The Boy President is the perfect president for the media's bug pit. A celebrity need not have achieved anything admirable. He or she merely needs to have attracted the curious in large numbers. He could have broken the law and been a celebrity. He could have written a dreadful memoir full of errors and lies, and become a celebrity. He could have made a dreadful hash of his job and become a celebrity. You get my drift. Clinton did all of the above, and he is celebrated beyond any other living president. Yet in his life all he has really achieved is enormous media attention, nothing more and nothing genuine.
In sport, Sharapova has achieved something genuine. She has won a demanding championship that can never be taken from her. The list of Wimbledon champions goes back into the 19th century, where you will have to go to find the youngest Wimbledon women's champion, Miss Lottie Dod, who won it at 15 in 1887. One hundred ten years later, the only other woman to win Wimbledon while younger than Sharapova is Martina Hingis, who was 16 in 1997. One of the reasons sport is worth following is that it is genuine.

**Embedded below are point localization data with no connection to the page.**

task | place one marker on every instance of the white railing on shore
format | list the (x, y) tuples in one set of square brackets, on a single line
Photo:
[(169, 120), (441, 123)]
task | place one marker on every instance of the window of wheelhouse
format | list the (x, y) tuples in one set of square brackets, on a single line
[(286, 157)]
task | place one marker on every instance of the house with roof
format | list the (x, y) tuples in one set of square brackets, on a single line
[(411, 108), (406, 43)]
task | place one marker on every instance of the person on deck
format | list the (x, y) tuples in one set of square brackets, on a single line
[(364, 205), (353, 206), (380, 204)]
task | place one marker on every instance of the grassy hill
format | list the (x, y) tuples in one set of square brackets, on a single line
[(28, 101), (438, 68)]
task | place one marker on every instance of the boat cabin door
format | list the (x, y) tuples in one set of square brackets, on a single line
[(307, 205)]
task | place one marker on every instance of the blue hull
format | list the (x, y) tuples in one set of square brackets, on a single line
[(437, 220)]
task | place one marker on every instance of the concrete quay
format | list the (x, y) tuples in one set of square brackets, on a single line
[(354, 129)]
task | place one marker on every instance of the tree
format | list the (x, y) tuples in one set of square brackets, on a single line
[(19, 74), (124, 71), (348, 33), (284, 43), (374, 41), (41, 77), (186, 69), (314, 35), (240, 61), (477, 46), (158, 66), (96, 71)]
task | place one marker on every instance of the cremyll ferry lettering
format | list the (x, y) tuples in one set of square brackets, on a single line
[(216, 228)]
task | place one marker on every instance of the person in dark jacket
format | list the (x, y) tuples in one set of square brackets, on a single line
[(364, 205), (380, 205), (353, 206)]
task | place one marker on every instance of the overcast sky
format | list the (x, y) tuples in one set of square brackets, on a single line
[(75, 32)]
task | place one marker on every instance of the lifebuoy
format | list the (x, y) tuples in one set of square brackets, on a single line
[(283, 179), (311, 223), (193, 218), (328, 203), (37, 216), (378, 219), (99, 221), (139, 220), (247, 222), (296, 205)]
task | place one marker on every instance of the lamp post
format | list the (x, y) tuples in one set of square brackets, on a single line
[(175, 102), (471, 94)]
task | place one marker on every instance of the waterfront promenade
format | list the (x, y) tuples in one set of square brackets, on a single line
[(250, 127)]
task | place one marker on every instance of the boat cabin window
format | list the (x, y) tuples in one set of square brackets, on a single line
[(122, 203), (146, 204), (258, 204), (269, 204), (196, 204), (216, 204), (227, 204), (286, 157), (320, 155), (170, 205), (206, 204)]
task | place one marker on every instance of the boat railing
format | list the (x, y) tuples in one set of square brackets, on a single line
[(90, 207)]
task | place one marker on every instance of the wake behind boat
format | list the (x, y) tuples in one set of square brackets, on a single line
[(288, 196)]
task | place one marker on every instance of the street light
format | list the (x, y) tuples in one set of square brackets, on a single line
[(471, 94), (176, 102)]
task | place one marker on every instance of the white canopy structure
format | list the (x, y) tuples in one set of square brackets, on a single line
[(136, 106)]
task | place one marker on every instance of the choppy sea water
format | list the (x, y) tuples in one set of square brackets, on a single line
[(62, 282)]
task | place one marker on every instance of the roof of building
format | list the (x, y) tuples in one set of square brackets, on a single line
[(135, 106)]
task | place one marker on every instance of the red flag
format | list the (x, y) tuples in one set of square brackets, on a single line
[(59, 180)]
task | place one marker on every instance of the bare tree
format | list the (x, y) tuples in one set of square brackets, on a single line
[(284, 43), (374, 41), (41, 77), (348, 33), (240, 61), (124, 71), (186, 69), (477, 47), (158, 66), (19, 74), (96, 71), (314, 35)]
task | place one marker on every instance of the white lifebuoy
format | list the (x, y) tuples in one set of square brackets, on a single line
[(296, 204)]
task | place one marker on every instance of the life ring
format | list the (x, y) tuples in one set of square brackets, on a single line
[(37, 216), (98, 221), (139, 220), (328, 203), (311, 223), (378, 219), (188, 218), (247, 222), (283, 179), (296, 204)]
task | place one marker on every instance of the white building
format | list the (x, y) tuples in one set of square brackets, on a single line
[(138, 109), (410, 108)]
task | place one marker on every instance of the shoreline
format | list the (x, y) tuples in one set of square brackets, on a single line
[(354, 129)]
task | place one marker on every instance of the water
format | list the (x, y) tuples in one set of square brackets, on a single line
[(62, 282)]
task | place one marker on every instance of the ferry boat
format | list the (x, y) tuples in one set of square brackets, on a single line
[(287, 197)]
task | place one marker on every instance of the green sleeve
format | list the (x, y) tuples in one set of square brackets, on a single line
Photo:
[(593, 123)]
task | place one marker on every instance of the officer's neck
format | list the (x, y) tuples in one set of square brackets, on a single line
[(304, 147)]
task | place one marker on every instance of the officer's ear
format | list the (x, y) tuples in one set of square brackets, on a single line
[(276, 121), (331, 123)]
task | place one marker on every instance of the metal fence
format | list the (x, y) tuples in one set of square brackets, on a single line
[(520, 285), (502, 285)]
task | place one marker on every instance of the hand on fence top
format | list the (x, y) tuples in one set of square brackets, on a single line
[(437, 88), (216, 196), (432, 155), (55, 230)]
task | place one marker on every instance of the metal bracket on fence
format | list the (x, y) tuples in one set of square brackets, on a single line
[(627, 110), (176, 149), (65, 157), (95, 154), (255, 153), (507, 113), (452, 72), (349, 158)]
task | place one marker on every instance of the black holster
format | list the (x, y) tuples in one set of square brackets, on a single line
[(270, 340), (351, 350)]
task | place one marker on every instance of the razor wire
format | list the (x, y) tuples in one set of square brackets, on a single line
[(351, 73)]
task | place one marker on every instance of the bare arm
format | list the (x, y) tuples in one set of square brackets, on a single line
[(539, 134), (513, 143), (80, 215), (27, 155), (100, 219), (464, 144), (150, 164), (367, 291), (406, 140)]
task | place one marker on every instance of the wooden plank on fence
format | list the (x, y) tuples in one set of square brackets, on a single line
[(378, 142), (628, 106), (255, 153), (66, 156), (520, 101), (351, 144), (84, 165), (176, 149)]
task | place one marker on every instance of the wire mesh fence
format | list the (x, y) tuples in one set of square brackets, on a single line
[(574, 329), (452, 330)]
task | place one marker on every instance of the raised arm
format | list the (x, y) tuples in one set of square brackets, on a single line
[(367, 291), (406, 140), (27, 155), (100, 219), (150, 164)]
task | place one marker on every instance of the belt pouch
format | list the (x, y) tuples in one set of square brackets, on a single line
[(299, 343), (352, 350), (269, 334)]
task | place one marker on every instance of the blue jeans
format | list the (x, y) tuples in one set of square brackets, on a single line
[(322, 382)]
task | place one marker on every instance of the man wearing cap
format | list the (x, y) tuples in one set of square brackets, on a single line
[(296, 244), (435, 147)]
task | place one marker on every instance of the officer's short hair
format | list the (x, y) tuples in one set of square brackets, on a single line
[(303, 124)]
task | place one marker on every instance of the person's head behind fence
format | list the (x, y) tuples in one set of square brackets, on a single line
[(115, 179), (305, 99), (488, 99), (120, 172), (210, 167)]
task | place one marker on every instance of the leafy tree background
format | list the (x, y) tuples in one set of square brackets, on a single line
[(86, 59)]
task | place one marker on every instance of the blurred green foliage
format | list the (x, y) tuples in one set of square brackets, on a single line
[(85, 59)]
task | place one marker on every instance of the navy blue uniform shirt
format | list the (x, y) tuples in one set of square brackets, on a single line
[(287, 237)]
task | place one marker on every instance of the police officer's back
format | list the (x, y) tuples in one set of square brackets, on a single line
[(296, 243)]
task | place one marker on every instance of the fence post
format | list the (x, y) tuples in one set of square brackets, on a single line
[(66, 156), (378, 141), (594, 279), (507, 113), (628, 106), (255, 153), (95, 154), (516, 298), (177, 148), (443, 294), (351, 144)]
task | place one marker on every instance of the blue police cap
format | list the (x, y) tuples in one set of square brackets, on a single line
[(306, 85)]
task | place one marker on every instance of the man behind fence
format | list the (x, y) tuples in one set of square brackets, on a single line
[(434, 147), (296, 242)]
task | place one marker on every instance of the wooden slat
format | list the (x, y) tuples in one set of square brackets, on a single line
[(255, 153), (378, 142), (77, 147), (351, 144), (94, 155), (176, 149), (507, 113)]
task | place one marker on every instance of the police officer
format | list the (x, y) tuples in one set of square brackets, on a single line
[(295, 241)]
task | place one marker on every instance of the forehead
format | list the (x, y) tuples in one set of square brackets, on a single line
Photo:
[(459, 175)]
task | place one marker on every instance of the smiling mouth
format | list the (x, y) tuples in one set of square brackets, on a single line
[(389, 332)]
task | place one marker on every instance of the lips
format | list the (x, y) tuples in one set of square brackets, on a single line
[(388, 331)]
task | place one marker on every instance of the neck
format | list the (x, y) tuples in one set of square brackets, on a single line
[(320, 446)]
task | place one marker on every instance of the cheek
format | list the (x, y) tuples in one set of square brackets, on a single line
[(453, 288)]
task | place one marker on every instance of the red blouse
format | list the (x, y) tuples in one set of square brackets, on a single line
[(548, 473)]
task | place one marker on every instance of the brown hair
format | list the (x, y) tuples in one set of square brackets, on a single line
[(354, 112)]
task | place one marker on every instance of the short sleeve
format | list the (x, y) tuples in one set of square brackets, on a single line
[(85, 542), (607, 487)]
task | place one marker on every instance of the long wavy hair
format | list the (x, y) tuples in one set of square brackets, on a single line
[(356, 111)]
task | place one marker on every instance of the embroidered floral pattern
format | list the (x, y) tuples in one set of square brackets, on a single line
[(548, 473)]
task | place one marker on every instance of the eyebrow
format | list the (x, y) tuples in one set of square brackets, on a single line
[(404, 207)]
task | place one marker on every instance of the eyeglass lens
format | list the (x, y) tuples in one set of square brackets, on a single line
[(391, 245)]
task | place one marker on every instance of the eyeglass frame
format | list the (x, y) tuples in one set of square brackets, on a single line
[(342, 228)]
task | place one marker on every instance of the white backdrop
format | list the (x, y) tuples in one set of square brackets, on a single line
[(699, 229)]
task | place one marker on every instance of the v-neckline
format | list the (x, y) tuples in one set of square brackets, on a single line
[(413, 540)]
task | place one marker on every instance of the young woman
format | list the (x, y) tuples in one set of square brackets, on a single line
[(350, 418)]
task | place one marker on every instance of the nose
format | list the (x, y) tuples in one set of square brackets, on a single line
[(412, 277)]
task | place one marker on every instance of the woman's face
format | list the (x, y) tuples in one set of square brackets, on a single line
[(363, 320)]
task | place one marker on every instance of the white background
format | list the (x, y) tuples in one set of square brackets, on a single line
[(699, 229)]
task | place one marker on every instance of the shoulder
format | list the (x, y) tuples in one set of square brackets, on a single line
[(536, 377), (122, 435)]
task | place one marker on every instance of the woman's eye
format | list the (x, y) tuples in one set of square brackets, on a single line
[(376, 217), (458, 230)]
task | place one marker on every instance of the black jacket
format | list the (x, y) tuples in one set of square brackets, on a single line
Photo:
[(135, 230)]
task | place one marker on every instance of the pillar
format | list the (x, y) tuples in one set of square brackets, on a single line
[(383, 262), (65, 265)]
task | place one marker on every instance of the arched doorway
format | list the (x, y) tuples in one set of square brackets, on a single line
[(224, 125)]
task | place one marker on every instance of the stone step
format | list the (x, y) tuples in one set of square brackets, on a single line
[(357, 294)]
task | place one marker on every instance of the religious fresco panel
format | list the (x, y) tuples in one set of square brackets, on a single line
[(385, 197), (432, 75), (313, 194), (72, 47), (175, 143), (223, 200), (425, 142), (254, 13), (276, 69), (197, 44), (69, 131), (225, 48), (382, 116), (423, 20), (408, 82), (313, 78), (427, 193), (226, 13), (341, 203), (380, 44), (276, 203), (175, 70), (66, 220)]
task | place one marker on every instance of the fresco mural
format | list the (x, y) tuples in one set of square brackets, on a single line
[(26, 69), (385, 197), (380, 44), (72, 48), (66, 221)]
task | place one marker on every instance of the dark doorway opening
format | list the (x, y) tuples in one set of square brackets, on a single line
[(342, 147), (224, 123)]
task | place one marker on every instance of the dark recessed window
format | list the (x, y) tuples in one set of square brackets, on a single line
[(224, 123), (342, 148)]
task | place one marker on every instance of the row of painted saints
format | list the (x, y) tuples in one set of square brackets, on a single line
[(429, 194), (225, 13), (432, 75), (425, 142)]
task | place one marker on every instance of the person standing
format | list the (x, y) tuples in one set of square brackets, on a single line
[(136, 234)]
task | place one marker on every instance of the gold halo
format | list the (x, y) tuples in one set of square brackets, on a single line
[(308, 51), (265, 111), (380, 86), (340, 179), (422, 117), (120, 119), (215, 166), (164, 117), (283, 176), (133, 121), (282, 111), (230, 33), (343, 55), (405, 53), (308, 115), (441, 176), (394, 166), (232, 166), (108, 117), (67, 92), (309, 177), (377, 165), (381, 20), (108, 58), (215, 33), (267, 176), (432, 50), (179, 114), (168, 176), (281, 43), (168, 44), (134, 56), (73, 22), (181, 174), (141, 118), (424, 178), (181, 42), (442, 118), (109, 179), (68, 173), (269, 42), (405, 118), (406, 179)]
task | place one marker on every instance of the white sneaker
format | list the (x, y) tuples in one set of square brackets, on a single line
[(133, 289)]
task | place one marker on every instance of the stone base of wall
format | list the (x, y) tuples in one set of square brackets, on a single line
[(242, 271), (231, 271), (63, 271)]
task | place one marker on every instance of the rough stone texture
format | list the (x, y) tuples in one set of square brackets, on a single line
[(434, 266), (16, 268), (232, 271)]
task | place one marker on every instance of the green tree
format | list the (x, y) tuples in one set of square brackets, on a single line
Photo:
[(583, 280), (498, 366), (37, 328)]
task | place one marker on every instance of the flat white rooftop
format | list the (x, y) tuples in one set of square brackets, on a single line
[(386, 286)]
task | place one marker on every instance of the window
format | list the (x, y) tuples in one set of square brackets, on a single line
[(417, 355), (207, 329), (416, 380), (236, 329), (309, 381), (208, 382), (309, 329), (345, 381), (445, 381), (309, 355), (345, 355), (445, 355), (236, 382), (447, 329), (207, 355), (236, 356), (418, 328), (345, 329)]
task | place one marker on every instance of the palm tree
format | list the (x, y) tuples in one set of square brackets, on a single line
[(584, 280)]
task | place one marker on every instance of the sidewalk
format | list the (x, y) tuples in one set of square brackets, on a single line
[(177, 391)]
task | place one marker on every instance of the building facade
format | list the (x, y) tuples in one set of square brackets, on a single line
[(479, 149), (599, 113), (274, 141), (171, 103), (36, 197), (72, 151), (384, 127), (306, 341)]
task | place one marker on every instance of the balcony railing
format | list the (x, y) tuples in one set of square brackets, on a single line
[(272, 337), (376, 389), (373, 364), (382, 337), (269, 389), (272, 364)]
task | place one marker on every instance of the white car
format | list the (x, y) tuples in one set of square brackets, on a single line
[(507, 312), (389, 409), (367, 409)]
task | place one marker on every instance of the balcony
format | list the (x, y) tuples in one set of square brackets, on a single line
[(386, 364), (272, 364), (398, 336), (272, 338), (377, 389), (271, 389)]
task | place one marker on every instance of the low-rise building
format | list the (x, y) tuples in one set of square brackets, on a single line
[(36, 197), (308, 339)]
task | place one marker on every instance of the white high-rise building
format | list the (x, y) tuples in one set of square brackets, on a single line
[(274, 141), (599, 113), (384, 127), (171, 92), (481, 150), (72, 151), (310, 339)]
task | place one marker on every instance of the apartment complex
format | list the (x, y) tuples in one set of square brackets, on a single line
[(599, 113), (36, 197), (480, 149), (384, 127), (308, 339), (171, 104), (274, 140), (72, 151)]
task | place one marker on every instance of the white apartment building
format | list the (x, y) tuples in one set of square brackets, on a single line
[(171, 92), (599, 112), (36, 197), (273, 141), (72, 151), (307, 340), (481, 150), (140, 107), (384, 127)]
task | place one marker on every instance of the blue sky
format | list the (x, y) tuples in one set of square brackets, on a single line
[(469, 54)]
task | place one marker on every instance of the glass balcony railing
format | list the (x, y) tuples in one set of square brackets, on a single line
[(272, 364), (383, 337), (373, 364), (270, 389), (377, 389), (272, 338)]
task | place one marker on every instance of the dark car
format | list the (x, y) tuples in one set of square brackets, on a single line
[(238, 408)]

It is not easy to fake a championship.
The historian Gilbert knows about lives that are genuine, which might explain why he took such delight in the match between Sharapova and Williams. Great historians apply standards to the lives they study and to their own work. What are missing from the bug pit of celebrity are standards. Whether one has achieved something admirable or cheap, honorable or despicable, is not taken into account by the talking heads. Now they want to drag Sharapova into the bug pit of celebrity. They want to know about the parties she goes to and the gaudy endorsements she has signed on for. If she abandons herself to that trashy world, she will get all the media appearances under the sun. She will also lose her place in the hierarchy of champions.